Manufacturers: Next Administration Must Preserve Tax Provisions
The next administration must prioritize preserving the manufacturing-friendly policies from the Tax Cuts and Jobs Act, which were like “rocket fuel” for the manufacturing sector, manufacturers said before the election.
What’s going on: “We have 600,000 manufacturing workers here in the state of Michigan, so [manufacturing]’s a big piece of our economy,” RCO Aerospace and RCO Engineering General Manager and NAM Board Member Jeff Simek told Fox News’ Bret Baier recently.
- “The 2017 tax reform essentially created jobs in capital investment—and Bret, you’re in a building right now that was the fruits of that tax policy,” Simek added, referring to an RCO building whose construction was made possible by TCJA-enabled tax savings.
Why it’s important: Crucial tax reform provisions began to sunset in 2022 and 2023—and many more damaging expirations are scheduled for the end of 2025.
- The loss of these pro-growth policies will mean that manufacturers have less capital available to invest in equipment, job creation, research and growth.

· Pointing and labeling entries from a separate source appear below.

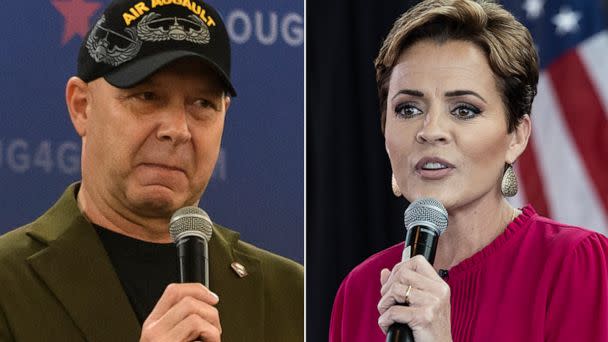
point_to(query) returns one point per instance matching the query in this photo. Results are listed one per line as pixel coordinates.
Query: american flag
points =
(564, 170)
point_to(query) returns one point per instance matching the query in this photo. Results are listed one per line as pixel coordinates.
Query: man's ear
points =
(519, 139)
(227, 100)
(77, 97)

What must be done: The NAM has “called for lawmakers to provide the industry with certainty by averting a ‘ tax Armageddon’ next year,” according to a Fox Business story on Monday.
- A key way we [see greater job growth] is to renew those 2017 tax reforms that were put into place during the Trump administration,” NAM President and CEO Jay Timmons told Fox News in July, in a clip reposted this week on FoxBusiness.com.
- “Those expire, for the most part … at the end of 2025, and there’s a lot of talk right now—from both sides of the aisle, quite frankly—about the possibility of raising taxes on manufacturers, taxes on business. That’s not going to help us. That’s not going to help our economy grow.”